As Kennedy's quip indicates, Thomas Jefferson (1743-1826), the third President of the United States (1801-1809), was one of the most brilliant men to occupy the White House. A man of the Enlightenment, he was a voracious reader ("I cannot live without books," he said), well-versed in both science and the humanities.
The newest volume in HarperCollins' "Eminent Lives" Series, Christopher Hitchens' Thomas Jefferson is a compact and sophisticated look at "the author of America," the chief architect of our democratic system of government, whose eloquent words in the Declaration of Independence still ring down through the years since 1776: "We hold these truths to be self-evident, that all men are created equal, that they are endowed by their Creator with certain unalienable Rights, that among these are Life, Liberty and the pursuit of Happiness. That to secure these rights, Governments are instituted among Men, deriving their just powers from the consent of the governed."

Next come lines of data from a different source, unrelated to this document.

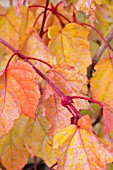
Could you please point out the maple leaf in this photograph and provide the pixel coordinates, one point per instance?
(19, 3)
(77, 147)
(70, 81)
(14, 28)
(22, 77)
(19, 93)
(35, 47)
(37, 141)
(101, 84)
(107, 120)
(102, 89)
(13, 154)
(70, 45)
(88, 7)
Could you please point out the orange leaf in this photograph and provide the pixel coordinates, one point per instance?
(33, 46)
(37, 141)
(107, 120)
(70, 45)
(102, 90)
(14, 28)
(19, 3)
(79, 148)
(21, 77)
(13, 154)
(71, 82)
(18, 94)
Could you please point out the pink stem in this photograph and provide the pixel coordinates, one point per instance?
(35, 163)
(31, 58)
(89, 99)
(65, 100)
(106, 44)
(37, 19)
(44, 18)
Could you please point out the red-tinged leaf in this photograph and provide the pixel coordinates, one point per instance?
(9, 109)
(70, 45)
(102, 90)
(88, 7)
(79, 148)
(107, 120)
(19, 3)
(21, 78)
(14, 28)
(37, 141)
(58, 116)
(35, 47)
(19, 93)
(71, 82)
(13, 154)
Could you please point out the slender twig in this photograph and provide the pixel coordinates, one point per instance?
(65, 100)
(89, 99)
(37, 18)
(44, 18)
(97, 120)
(31, 58)
(105, 43)
(51, 168)
(35, 163)
(102, 48)
(11, 2)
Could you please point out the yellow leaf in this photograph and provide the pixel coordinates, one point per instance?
(35, 47)
(78, 148)
(13, 154)
(101, 82)
(70, 45)
(37, 140)
(71, 82)
(19, 94)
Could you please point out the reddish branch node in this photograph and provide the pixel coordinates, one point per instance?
(66, 100)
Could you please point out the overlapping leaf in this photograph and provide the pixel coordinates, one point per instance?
(19, 93)
(102, 90)
(77, 147)
(37, 141)
(14, 28)
(71, 82)
(13, 154)
(70, 45)
(34, 47)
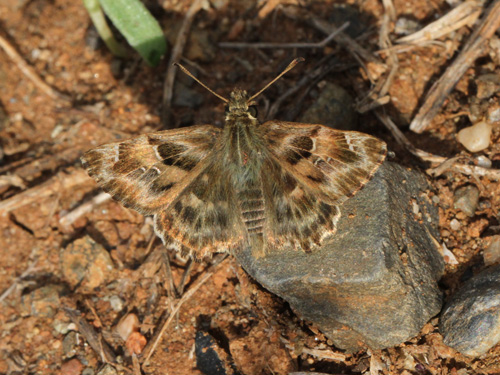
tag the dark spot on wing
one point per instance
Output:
(304, 143)
(315, 178)
(189, 214)
(300, 147)
(178, 207)
(170, 152)
(158, 187)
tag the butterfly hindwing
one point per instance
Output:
(148, 172)
(295, 216)
(331, 164)
(204, 219)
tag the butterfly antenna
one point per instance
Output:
(288, 68)
(201, 83)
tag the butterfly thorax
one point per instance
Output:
(243, 143)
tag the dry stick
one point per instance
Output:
(168, 87)
(185, 275)
(30, 73)
(469, 170)
(82, 209)
(87, 331)
(60, 181)
(463, 14)
(474, 47)
(321, 44)
(150, 348)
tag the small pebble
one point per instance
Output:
(72, 367)
(455, 224)
(108, 370)
(491, 254)
(483, 161)
(476, 137)
(127, 325)
(466, 199)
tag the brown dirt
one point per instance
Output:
(41, 140)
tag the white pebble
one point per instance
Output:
(491, 254)
(476, 137)
(483, 161)
(455, 224)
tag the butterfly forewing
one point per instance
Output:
(331, 164)
(148, 172)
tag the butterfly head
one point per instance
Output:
(240, 105)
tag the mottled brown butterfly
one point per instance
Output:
(269, 186)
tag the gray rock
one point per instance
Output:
(374, 284)
(334, 107)
(85, 264)
(470, 322)
(466, 199)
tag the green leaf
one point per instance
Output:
(138, 26)
(103, 29)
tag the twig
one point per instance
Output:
(464, 14)
(474, 47)
(30, 73)
(87, 331)
(168, 88)
(75, 214)
(60, 181)
(469, 170)
(150, 348)
(309, 79)
(321, 44)
(185, 275)
(325, 354)
(443, 162)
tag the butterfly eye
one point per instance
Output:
(252, 110)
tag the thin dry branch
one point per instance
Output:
(182, 37)
(150, 348)
(95, 341)
(30, 73)
(464, 14)
(474, 48)
(321, 44)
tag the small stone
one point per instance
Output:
(375, 283)
(466, 199)
(127, 325)
(334, 107)
(487, 85)
(44, 301)
(476, 137)
(455, 224)
(72, 367)
(470, 322)
(116, 303)
(211, 359)
(491, 254)
(86, 264)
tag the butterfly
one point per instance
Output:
(270, 186)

An inveterate opponent of dictators and demagogues of every stripe, Jefferson's words still inspire freedom-loving people throughout the world. "I have sworn upon the altar of God," he said, "eternal hostility against every form of tyranny over the mind of man."
According to Hutchinson, Jefferson threw down this gauntlet against any and all political and priestly authorities that arrogantly asserted their power to enslave, oppress, and intimidate. "The tree of liberty," Jefferson asserted, "must be refreshed from time to time with the blood of patriots and tyrants." Needed words--these ... but dangerous words if their truth is twisted by ruthless insurgents.
Hitchens' work is not an exhaustive treatise; it is, rather, a compact survey, written in a sophisticated style, of the salient points of Jefferson's life and works. One finds here, of course, his relationship with Sally Hemings, a slave at Jefferson's Monticello who fathered several of his children; the Louisiana Purchase from France; and the war against the Barbary pirates (which inspired the line in the Marine Corps hymn: "from the halls of Montezuma to the shores of Tripoli").
"It would be lazy or obvious," writes Hitchens, "to say that he [Jefferson] contained contradictions or paradoxes. This is true of everybody, and of everything. It would be infinitely more surprising to strike upon a historic figure, or indeed a nation, that was not subject to this law. Jefferson did not embody contradiction. Jefferson was a contradiction, and this [is] found at every step of [this] narrative."
Was Jefferson's anticlericalism a manifestation of Deism or atheism? Concerning his question, Hitchens sends mixed signals. On one hand, he writes, "As a 'Deist,' he did not believe that God intervened in human affairs at all." (So much for doctrine of providence and the efficacy of prayer.) On the other hand, he points out, "As his days began to wane, Jefferson more than once wrote to friends that he faced the approaching end without either hope or fear. This was as much as to say, in the most unmistakable terms, that he was not a Christian."
After finishing this volume, I felt vaguely disappointed with the book's total effect, although it's difficult to explain the reason for such discontent. Nevertheless, Hitchen's mini-biography, a credible summary view of Jefferson's life, is more laudatory than critical, and receives a passing grade, if not outstanding marks.